Plenty of existing refineries have been expanded since they were built, though. There's no reason to go through the whole rigmarole of environmental impact studies on a new site when there's plenty of room to expand on the existing site.

"Capacity has also been added to existing refineries through upgrades or new construction. The most recent examples include:

* In 1998, Orion Refinery massively upgraded and reopened a refinery in Norco, Louisiana, which was a small, simple refinery that originally opened in 1967. (It is now owned by Valero.)
* Valero opened a "new" and very sophisticated refinery in 1983 in Corpus Christi, Texas, on the site of a simple refinery that originally opened in 1975."

Source


I agree; existing refineries can and should be expanded. There are also plenty of sites that used to have a refinery that could be used. The problem is; the EPA doesn't like refineries. Even expanding existing operations or reopening an old refinery is an onerous process that might need an act of congress to actually take affect.
 
2012-10-07 03:39:56 PM

snocone: GodsTumor: Just another reason to get one of these...

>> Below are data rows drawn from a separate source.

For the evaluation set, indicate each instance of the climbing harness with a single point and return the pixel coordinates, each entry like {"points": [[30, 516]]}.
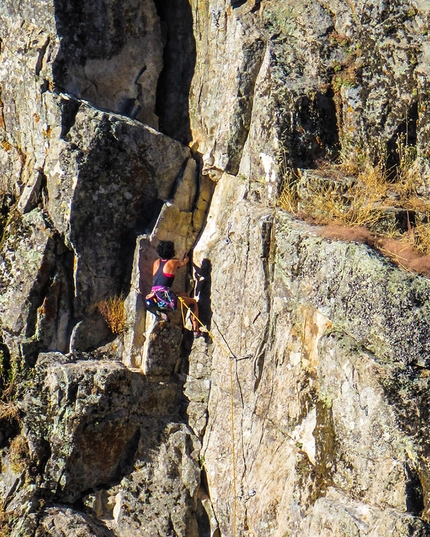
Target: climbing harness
{"points": [[231, 358]]}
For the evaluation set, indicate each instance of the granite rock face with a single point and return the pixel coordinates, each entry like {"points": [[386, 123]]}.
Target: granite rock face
{"points": [[307, 82], [304, 409], [314, 396]]}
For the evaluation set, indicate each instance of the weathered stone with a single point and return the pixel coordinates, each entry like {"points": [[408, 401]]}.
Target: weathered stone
{"points": [[306, 391]]}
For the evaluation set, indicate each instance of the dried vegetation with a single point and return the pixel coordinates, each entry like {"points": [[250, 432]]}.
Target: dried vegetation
{"points": [[113, 312]]}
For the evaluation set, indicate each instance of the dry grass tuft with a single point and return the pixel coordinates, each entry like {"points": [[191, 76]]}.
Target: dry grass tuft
{"points": [[360, 200], [113, 312]]}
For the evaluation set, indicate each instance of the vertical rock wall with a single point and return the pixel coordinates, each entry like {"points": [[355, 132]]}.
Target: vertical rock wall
{"points": [[304, 411]]}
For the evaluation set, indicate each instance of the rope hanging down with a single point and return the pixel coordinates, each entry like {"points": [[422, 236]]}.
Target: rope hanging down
{"points": [[231, 357]]}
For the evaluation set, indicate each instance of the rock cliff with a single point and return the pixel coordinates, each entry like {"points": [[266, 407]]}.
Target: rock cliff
{"points": [[304, 410]]}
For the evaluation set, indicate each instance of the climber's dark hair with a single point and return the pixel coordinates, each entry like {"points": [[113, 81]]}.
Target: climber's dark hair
{"points": [[166, 249]]}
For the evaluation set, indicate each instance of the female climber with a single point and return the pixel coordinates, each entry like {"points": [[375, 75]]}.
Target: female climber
{"points": [[163, 274]]}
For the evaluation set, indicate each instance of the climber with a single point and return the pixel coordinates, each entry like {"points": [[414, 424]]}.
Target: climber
{"points": [[163, 274]]}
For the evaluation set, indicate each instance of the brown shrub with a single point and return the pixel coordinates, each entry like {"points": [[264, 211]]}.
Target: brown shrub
{"points": [[113, 312]]}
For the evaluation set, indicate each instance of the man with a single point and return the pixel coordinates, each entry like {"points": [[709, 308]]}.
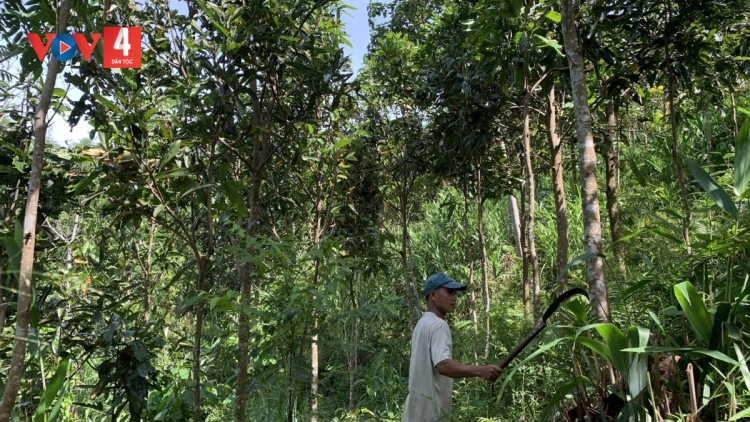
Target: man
{"points": [[432, 367]]}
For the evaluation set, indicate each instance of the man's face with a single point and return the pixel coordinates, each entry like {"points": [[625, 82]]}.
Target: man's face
{"points": [[445, 299]]}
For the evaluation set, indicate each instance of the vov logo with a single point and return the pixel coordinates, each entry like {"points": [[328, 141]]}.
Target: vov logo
{"points": [[122, 46]]}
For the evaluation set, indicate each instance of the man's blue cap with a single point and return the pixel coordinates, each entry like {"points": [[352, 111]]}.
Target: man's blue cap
{"points": [[439, 280]]}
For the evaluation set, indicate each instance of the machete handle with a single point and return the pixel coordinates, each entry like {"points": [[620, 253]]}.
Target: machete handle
{"points": [[522, 345]]}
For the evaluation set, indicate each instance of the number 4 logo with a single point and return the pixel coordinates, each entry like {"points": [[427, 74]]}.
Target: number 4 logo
{"points": [[122, 47]]}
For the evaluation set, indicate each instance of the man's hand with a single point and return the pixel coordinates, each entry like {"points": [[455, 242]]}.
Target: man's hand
{"points": [[489, 372]]}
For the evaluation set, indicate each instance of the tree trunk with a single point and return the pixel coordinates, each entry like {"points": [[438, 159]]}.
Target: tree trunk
{"points": [[592, 232], [515, 223], [483, 261], [709, 159], [611, 174], [675, 150], [470, 259], [246, 286], [3, 306], [203, 267], [530, 217], [404, 203], [524, 254], [353, 354], [15, 372], [515, 220], [316, 279], [147, 278], [558, 191]]}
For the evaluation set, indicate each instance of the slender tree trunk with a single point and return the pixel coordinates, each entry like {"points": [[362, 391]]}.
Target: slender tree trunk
{"points": [[147, 278], [558, 190], [246, 300], [15, 372], [531, 216], [734, 115], [709, 158], [675, 150], [611, 174], [524, 254], [515, 223], [204, 263], [515, 219], [483, 260], [3, 306], [592, 232], [353, 353], [470, 259], [404, 204], [316, 280]]}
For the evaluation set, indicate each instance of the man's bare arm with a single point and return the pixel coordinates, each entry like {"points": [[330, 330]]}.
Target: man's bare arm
{"points": [[453, 369]]}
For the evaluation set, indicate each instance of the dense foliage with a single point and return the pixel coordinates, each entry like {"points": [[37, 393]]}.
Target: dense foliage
{"points": [[246, 233]]}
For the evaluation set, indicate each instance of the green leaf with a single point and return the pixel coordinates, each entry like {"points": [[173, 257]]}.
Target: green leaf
{"points": [[597, 346], [743, 365], [232, 188], [178, 172], [742, 160], [14, 254], [174, 149], [195, 188], [110, 105], [539, 351], [53, 387], [550, 43], [744, 413], [637, 368], [636, 172], [83, 184], [561, 391], [555, 17], [695, 310], [578, 260], [712, 188], [616, 342], [342, 143]]}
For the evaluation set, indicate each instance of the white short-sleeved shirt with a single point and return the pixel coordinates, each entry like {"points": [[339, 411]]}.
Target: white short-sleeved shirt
{"points": [[430, 394]]}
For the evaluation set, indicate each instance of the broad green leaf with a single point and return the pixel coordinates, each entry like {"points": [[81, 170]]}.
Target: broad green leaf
{"points": [[637, 368], [743, 365], [515, 368], [342, 143], [636, 172], [178, 172], [110, 105], [616, 342], [712, 188], [232, 189], [597, 346], [561, 391], [549, 43], [695, 310], [53, 387], [14, 254], [195, 188], [83, 184], [742, 160], [174, 149], [158, 210], [553, 16], [579, 259], [745, 413], [687, 350]]}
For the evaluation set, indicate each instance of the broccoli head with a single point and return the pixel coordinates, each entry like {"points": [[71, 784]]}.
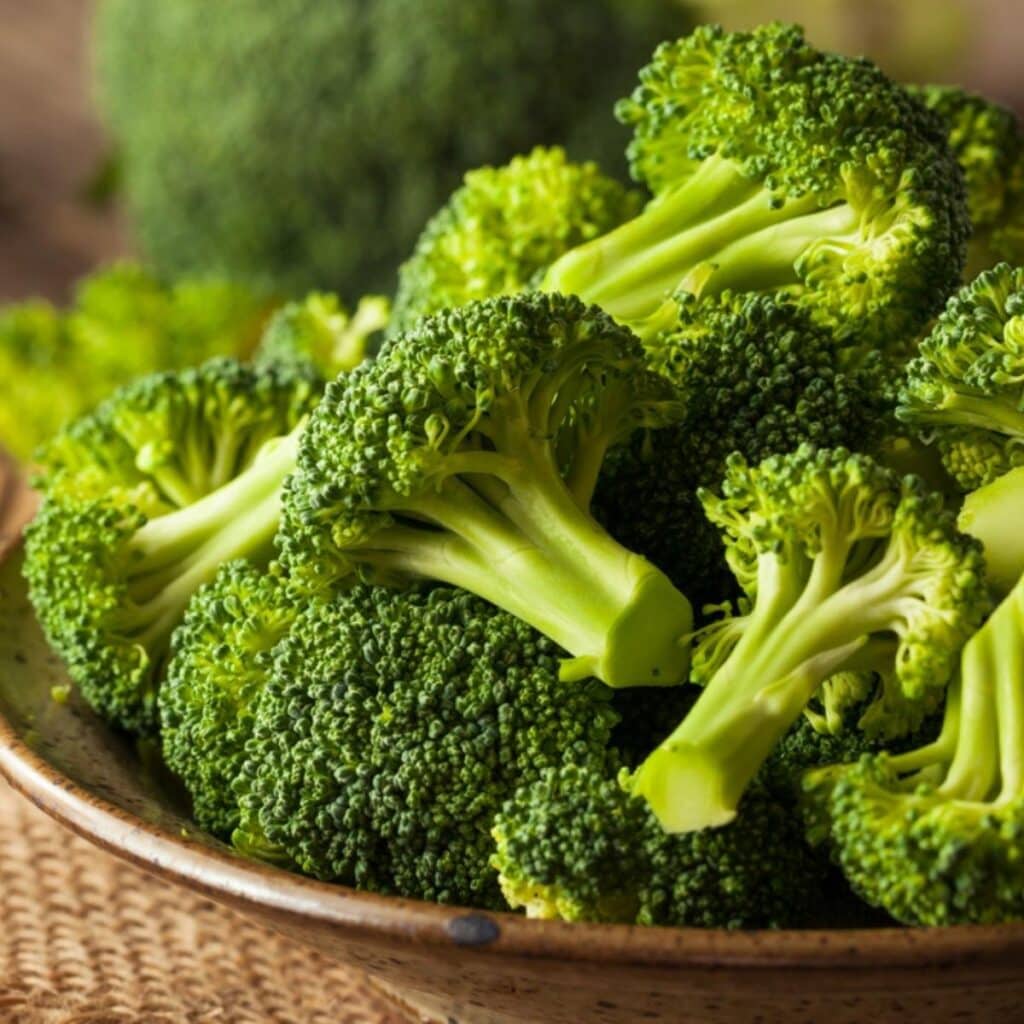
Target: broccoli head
{"points": [[576, 846], [989, 145], [934, 835], [776, 167], [306, 143], [143, 500], [844, 567], [320, 333], [393, 727], [467, 453], [504, 226]]}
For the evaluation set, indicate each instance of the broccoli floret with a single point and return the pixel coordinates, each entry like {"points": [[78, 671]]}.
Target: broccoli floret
{"points": [[989, 145], [844, 567], [220, 660], [934, 835], [123, 324], [144, 499], [505, 226], [467, 453], [393, 727], [320, 332], [755, 376], [576, 845], [776, 167], [306, 142], [964, 392]]}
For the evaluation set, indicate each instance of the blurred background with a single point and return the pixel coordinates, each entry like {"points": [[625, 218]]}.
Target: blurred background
{"points": [[61, 210]]}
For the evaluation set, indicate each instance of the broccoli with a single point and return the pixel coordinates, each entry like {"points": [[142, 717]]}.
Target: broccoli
{"points": [[775, 167], [143, 500], [755, 376], [305, 143], [220, 659], [844, 567], [934, 835], [392, 728], [964, 393], [504, 226], [124, 323], [320, 333], [989, 145], [576, 845], [467, 453]]}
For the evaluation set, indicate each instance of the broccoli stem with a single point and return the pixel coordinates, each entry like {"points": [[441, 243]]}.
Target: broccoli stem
{"points": [[992, 515], [718, 228]]}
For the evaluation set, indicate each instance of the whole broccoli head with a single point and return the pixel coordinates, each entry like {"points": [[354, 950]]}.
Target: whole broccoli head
{"points": [[467, 453], [504, 227], [776, 167], [393, 727], [844, 567], [220, 660], [576, 846], [124, 323], [754, 375], [143, 500], [307, 143], [320, 333], [934, 835], [988, 143]]}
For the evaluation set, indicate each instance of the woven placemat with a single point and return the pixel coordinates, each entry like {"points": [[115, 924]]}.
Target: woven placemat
{"points": [[85, 939]]}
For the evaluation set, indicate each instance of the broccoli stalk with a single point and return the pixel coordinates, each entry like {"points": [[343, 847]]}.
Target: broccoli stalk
{"points": [[475, 466], [837, 556], [933, 835]]}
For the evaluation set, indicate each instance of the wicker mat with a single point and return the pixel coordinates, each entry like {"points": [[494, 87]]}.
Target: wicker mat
{"points": [[85, 939]]}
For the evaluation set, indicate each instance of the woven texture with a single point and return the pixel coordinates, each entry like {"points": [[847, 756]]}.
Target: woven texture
{"points": [[85, 939]]}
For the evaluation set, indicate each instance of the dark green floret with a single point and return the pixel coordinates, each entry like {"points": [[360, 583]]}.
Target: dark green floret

[imageshack.us image 276x183]

Yes it is.
Big Coal loves you long time.

/ownership is much less sociopathic


So much this ^. I still don't get how people think electric cars are the answer. Where the f#$* do you think electricity comes from ? Oh yeah that's right Californians don't care because they won't allow new power generation facilities to be built in their state but will import the hell out of PNW hydropower and drive up our prices.
 
2012-10-07 03:42:41 PM
Call me snooty, but I always love the time of year when I switch over to Pumpkin Spiced Unleaded.
 
2012-10-07 03:43:17 PM
12349876: You don't know how the other half lives.

Sure I do. The summer after 11th grade my dad made me get a job for the entire summer to show me what it's like to have to work for a living. I had to spend 3 days a week working for $11 an hour (this was the mid 90s, so it was minimum wage back then). It taught me a valuable lesson about the working man, so I resent the remark that I don't know how the other half lives.

12349876: I'm in the gas station convenience store from time to time because the big stores don't sell Mountain Dew Throwback, and you'd be surprised how many people are getting gas. One guy the other day used a roll of nickels and a few high value coins to get 5 bucks of gas

Then it's on them to work and make themselves marketable so that they can demand more for their services. I don't feel bad for anyone who sits around moaning about their situation and doesn't do anything to improve it.
 
2012-10-07 03:44:22 PM
stiletto_the_wise: steamingpile: L.D. Ablo: This, along with other changes, dramatically improved the smog problem in LA.

As a kid, we had smog days at school where we weren't allowed out for PE or recess. You could see the smog hanging in the air. It was awful.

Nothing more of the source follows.